Moin, wenn Du die Modus-Variablen aus dem Konfigurator nicht im Quellcode verwendest, erkennt der Kompiler das und optimiert die aus dem Code raus. Entweder Du rufst die Variablen daher im Code auf, oder änderst im Master (also dem Controller in e!COCKPIT) in den Einstellungen (Fenster rechts) unter der Registerkarte "Modbus Master" die Einstellung "Variablen aktualisieren" von "Nur bei Verwendung im SPS-Task" auf "Immer aktualisieren".


----------



## Bazarov (9 Mai 2022)

Bitte schaue die Bilder an:

Ich habe SDI1 ...SDI5 im Gerät (Modbus Slave).
sie wurden in WAGO(Modbus Master) gemappt.
diese gemappten Register wieder in WAGO(Modbus Slave) gemappt.
Wenn sich SDI1..SDI5 ändern, sollte sich auch MDI1...MDI5 ändern, was aber nicht geschieht.


----------



## holgermaik (9 Mai 2022)

Ebenfalls auch in den Einstellungen (Fenster rechts) unter der Registerkarte "Modbus Slave" die Einstellung "Variablen aktualisieren" von "Nur bei Verwendung im SPS-Task" auf "Immer aktualisieren".
Im Feldbuskonfigurator (linkes Fenster) ist der Zugriff falsch eingestellt (Write Only).


----------



## Bazarov (9 Mai 2022)

holgermaik schrieb:


> Ebenfalls auch in den Einstellungen (Fenster rechts) unter der Registerkarte "Modbus Slave" die Einstellung "Variablen aktualisieren" von "Nur bei Verwendung im SPS-Task" auf "Immer aktualisieren".
> Im Feldbuskonfigurator (linkes Fenster) ist der Zugriff falsch eingestellt (Write Only).


Beide Einstellungen habe ich gemacht.

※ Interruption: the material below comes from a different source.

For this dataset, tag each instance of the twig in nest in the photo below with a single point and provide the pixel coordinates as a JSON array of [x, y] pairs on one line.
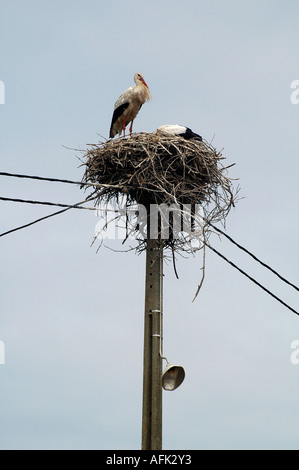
[[203, 268]]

Das funktioniert immer noch nicht.


----------



## holgermaik (10 Mai 2022)

So sollte der Grid aussehen



So sollte die Einstellung im Feldbuskonfigurator sein



in den Einstellungen 
Modbus Master - Variablen aktualisieren - immer aktualisieren
Modbus Slave - Variablen aktualisieren - immer aktualisieren

Dann sollte es funktionieren wie du möchtest.


----------



## KLM (10 Mai 2022)

Wie @holgermaik es indirekt schon aufzeigt, Du brauchst einen generischen Master, wenn der Controller Slave sein soll, damit er seine Slave-Funktionalität aktiviert.


----------



## Bazarov (11 Mai 2022)

holgermaik schrieb:


> So sollte der Grid aussehen
> Anhang anzeigen 60970
> 
> 
> ...



Kannst du bitte deine Einstellungen in "Device>Modbus Slave" teilen?


----------